The sunbaked deserts of North Africa could soon supply power for millions of British homes. European and African investors are seeking funding from the U.K. government to help channel 2,000 megawatts of solar energy from Tunisia into Europe, BBC News reported Monday.
The developers are bidding for a contract with the U.K.’s Department for Energy and Climate Change, which recently began allowing clean energy projects not based in the U.K. to win government subsidies if they supply power to Britain. When finished, the solar development could power up as many as 2.5 million households in the U.K. by 2018, BBC said.
The news comes as a separate attempt to export solar power from North Africa and the Middle East has all but folded, Reuters reported last week. The massive project by Desertec Industrial Initiative, founded in Germany five years ago, aimed to help supply up to 15 percent of Europe’s power from renewable energy projects from desert regions by 2050.
Desertec on Oct. 14 said only three of its 19 existing shareholders had decided to remain on board: Germany’s RWE, Saudi Arabia’s ACWA Power and China’s State Grid. Paul van Son, Desertec’s chief executive, blamed high costs for the other shareholders’ withdrawal, Reuters noted. The project’s expected budget topped 400 billion euros ($506 billion).
The TuNur project is a much smaller undertaking by comparison. The development is estimated to cost up to 10 billion euros ($12.7 billion) to build, according to the company. It would deploy “concentrated solar technology,” which involves using thousands of large mirrors to concentrate the sun’s rays onto a central tower, where light is turned into heat that can generate electricity. The power would be channeled into Europe via an underwater cable to Italy.

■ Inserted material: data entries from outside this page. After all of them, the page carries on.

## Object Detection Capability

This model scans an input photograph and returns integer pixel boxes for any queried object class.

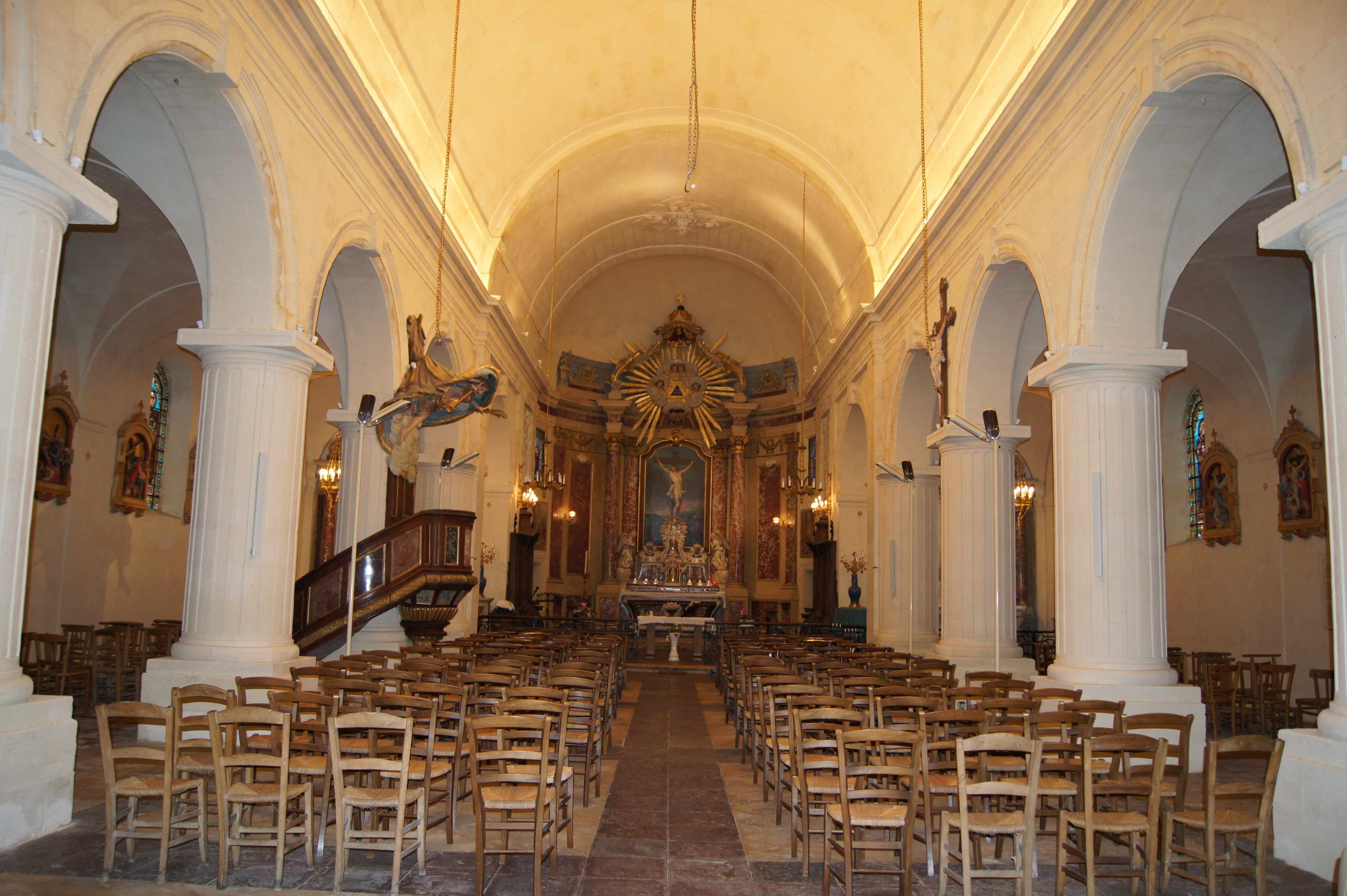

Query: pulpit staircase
[294,510,477,656]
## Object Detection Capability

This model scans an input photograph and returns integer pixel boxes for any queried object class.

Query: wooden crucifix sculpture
[929,277,958,425]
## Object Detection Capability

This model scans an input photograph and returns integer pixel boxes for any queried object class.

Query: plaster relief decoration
[1199,430,1239,548]
[1273,406,1328,541]
[641,443,707,546]
[637,196,733,235]
[556,351,613,396]
[35,370,79,505]
[613,295,748,445]
[112,401,155,517]
[375,315,505,483]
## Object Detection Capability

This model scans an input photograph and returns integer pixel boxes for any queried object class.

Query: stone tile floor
[0,670,1331,896]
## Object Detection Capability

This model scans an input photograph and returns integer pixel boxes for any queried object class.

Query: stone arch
[1078,73,1289,348]
[314,245,407,398]
[950,258,1048,425]
[69,49,284,328]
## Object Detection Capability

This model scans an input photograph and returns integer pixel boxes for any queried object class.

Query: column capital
[0,124,117,225]
[924,422,1033,447]
[1029,346,1188,389]
[178,328,334,369]
[1258,175,1347,254]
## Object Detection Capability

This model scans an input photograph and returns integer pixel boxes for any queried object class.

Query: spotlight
[982,408,1001,439]
[356,391,375,424]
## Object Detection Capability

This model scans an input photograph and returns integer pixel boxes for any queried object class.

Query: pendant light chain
[435,0,463,345]
[683,0,702,192]
[917,0,932,352]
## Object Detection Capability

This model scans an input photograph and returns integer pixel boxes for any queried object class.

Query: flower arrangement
[842,550,865,576]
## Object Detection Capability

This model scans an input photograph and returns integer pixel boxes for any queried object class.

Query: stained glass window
[1184,389,1207,538]
[145,365,168,510]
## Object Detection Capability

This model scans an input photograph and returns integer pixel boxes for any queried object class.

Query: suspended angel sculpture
[375,315,505,483]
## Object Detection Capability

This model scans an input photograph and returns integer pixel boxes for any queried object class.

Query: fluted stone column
[1029,346,1204,767]
[872,467,940,654]
[0,125,117,846]
[1258,174,1347,878]
[141,330,331,705]
[927,424,1033,675]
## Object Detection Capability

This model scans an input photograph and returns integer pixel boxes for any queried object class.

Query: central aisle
[582,674,777,893]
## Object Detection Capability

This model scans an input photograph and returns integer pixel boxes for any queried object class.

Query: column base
[0,694,77,848]
[1033,675,1207,772]
[866,631,940,656]
[927,644,1038,681]
[1273,728,1347,880]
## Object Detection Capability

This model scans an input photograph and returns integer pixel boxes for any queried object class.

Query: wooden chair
[1250,663,1296,737]
[206,706,314,889]
[823,728,925,896]
[28,634,93,715]
[1122,713,1194,810]
[496,688,575,849]
[1056,734,1169,896]
[1160,734,1286,896]
[940,734,1043,896]
[97,702,206,884]
[168,685,236,783]
[791,697,865,877]
[543,673,603,807]
[327,712,426,896]
[268,690,337,856]
[467,716,558,896]
[912,709,987,877]
[1296,669,1347,721]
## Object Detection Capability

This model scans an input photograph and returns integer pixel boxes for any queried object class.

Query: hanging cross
[931,277,958,425]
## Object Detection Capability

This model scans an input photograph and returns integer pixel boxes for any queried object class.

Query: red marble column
[729,436,749,585]
[599,432,622,581]
[622,440,642,550]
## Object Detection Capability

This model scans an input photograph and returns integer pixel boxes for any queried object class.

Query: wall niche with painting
[112,402,155,517]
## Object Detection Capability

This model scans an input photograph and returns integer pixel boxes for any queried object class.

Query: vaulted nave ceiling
[319,0,1074,354]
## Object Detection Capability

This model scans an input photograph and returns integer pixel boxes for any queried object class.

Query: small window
[533,429,547,480]
[145,365,168,510]
[1183,389,1207,538]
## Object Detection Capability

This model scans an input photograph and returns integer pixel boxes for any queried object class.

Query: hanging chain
[543,168,562,391]
[917,0,932,352]
[434,0,463,346]
[683,0,702,192]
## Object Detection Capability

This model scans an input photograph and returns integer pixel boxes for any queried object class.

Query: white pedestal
[1033,675,1212,764]
[0,695,77,848]
[1273,728,1347,880]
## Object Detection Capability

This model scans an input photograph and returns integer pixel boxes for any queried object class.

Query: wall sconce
[318,457,341,498]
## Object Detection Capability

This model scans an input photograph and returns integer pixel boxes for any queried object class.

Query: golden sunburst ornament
[613,296,745,445]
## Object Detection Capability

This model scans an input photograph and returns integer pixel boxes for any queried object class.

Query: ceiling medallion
[613,296,745,445]
[637,196,730,235]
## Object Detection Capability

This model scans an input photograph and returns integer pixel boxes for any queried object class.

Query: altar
[636,616,715,659]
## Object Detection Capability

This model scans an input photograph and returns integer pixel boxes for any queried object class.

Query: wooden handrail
[294,510,477,655]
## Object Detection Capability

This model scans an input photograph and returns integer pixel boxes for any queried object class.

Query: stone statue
[617,531,636,584]
[711,531,730,585]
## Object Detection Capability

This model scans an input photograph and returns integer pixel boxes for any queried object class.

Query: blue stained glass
[145,365,168,510]
[1184,389,1207,538]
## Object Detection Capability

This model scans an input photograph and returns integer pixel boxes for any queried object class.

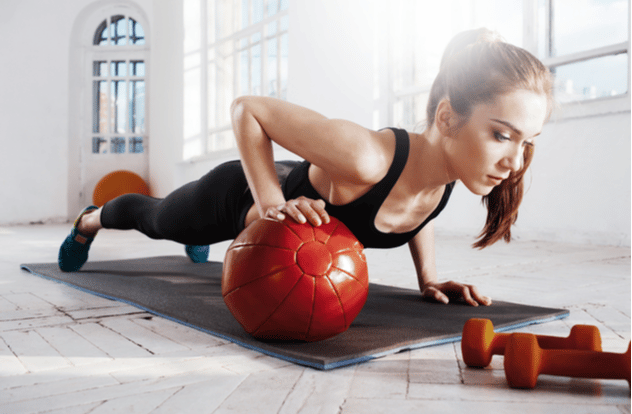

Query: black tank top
[282,128,454,248]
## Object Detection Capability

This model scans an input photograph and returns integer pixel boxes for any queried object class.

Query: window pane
[267,0,279,16]
[252,0,263,23]
[393,93,429,128]
[110,60,127,76]
[266,20,278,36]
[129,137,145,154]
[554,53,628,102]
[280,33,288,99]
[129,17,145,45]
[250,43,261,95]
[239,49,250,95]
[92,20,108,46]
[241,0,250,29]
[110,137,125,154]
[129,60,145,76]
[551,0,630,56]
[110,15,127,46]
[92,60,108,76]
[92,137,108,154]
[92,81,108,134]
[267,38,278,97]
[206,61,218,129]
[129,81,145,134]
[111,81,127,134]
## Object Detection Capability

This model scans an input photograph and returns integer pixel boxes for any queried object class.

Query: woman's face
[446,89,547,195]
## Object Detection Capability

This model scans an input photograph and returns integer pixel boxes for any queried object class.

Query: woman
[59,29,553,306]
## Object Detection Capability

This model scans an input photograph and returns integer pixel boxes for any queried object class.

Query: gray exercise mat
[21,256,569,370]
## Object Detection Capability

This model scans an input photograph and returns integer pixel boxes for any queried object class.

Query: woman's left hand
[421,280,492,306]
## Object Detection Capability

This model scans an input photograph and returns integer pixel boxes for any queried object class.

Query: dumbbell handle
[491,325,601,355]
[461,318,601,367]
[504,333,630,388]
[539,348,630,382]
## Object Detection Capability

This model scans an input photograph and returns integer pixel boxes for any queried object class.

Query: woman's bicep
[232,97,374,182]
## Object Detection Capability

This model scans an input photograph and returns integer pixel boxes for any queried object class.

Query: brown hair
[426,29,553,248]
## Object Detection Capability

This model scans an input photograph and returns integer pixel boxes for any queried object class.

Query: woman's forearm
[231,96,285,217]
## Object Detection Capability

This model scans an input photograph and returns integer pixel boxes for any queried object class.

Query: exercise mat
[21,256,569,370]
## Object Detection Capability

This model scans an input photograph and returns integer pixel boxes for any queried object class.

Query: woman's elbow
[230,96,249,123]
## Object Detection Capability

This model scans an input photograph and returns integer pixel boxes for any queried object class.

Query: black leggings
[101,161,298,245]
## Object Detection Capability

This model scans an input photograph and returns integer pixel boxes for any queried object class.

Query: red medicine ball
[222,217,369,341]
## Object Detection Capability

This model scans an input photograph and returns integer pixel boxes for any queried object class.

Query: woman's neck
[405,128,456,192]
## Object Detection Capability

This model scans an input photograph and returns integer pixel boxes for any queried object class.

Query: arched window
[90,14,147,154]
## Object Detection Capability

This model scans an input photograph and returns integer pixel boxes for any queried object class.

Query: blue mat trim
[20,265,569,370]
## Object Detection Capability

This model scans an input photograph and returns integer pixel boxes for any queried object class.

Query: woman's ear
[435,98,456,136]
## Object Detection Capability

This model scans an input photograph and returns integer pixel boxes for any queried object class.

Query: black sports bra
[282,128,454,248]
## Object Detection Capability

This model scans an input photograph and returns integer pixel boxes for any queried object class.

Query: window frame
[182,0,289,162]
[523,0,632,119]
[85,13,150,155]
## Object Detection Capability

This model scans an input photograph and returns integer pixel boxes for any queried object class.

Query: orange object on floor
[504,333,630,388]
[461,318,601,368]
[92,170,149,207]
[222,217,369,341]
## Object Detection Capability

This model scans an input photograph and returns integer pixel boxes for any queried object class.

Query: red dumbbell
[504,334,630,388]
[461,318,601,368]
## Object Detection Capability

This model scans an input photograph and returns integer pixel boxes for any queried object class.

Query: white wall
[0,0,83,223]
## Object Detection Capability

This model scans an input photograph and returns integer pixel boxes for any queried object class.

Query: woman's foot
[57,206,98,272]
[184,244,210,263]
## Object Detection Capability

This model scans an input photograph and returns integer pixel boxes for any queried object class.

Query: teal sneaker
[184,244,211,263]
[57,206,99,272]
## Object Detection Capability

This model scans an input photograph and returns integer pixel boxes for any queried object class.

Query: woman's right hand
[265,196,329,226]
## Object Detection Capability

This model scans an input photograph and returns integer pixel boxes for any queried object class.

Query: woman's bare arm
[231,96,382,222]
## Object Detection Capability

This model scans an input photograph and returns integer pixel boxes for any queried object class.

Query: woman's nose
[502,145,524,173]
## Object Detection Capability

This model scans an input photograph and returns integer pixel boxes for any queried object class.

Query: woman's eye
[494,132,511,142]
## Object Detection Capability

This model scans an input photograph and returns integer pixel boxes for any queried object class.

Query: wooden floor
[0,225,631,414]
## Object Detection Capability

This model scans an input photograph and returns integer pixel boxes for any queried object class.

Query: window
[386,0,523,129]
[90,14,146,154]
[382,0,630,128]
[533,0,630,109]
[183,0,289,160]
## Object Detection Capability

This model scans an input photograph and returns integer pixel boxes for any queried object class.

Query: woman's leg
[99,161,252,245]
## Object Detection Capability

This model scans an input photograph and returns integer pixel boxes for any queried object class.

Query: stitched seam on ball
[252,273,316,335]
[283,223,311,246]
[324,221,342,244]
[224,263,303,296]
[229,243,296,251]
[303,275,317,338]
[325,275,349,327]
[334,266,364,286]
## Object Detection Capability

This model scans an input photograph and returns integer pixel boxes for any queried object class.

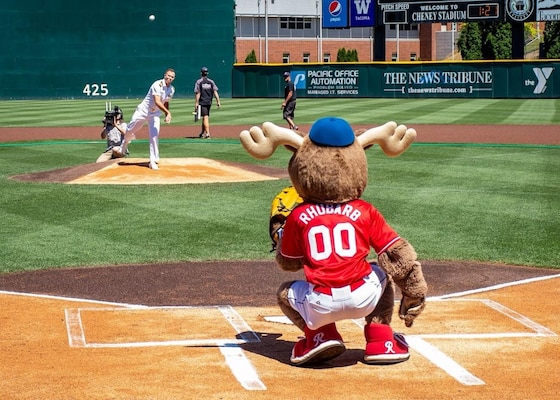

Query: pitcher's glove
[268,186,303,252]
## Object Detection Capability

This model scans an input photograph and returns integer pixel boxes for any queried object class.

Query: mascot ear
[239,122,303,160]
[358,121,416,157]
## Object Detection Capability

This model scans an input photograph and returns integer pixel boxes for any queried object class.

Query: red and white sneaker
[364,324,410,365]
[290,323,346,365]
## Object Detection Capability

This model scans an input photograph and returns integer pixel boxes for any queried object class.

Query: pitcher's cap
[309,117,356,147]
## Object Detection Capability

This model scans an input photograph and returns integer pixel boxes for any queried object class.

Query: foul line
[428,274,560,300]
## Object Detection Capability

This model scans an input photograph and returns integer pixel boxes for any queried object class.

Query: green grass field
[0,99,560,272]
[0,98,560,127]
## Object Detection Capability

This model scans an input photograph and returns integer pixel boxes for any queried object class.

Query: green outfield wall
[232,60,560,98]
[0,0,235,100]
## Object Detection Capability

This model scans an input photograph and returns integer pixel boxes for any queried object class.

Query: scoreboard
[376,0,505,25]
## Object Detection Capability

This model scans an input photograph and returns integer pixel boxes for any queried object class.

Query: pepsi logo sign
[329,0,342,17]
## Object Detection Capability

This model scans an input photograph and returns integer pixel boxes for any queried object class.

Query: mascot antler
[239,122,303,160]
[358,121,416,157]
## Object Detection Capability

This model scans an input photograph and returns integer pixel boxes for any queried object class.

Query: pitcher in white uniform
[123,68,175,169]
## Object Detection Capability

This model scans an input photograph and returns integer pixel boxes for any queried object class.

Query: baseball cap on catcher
[309,117,356,147]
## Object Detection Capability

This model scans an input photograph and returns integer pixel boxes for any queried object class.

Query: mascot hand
[399,295,426,328]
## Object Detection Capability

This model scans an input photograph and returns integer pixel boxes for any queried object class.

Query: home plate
[67,157,279,185]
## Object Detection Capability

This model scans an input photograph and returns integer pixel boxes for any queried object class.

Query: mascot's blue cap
[309,117,356,147]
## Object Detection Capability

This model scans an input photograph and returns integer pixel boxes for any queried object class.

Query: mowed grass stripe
[0,98,560,127]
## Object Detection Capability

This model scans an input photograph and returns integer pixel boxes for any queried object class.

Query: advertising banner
[350,0,375,27]
[323,0,348,28]
[234,61,560,99]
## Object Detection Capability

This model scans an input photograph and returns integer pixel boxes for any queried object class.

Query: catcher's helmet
[113,106,124,119]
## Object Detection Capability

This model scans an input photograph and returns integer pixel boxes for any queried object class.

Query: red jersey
[280,199,400,287]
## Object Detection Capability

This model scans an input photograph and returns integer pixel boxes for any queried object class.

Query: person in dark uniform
[194,67,220,139]
[281,71,298,131]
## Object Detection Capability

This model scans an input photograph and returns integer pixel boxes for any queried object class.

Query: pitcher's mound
[12,158,288,185]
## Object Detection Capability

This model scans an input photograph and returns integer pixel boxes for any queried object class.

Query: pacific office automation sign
[292,68,360,97]
[323,0,376,28]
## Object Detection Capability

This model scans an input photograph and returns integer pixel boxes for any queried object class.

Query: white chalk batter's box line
[64,306,260,348]
[65,299,557,348]
[65,299,557,390]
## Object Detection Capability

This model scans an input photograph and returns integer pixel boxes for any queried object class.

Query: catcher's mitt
[268,186,303,251]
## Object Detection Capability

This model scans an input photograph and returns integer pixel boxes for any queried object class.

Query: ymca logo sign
[523,67,554,94]
[533,67,554,94]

TuNur is a partnership between the British renewables investor Low Carbon, London-based developer Nur Energie and Tunisian investors. Kevin Sara, chief executive of TuNur, insisted that the project is “not a back-of-the-envelope fantasy,” he told BBC, though he admitted that it is “risky like any big energy project is risky. … We are working with some of the largest engineering firms in the world. This is a serious project.”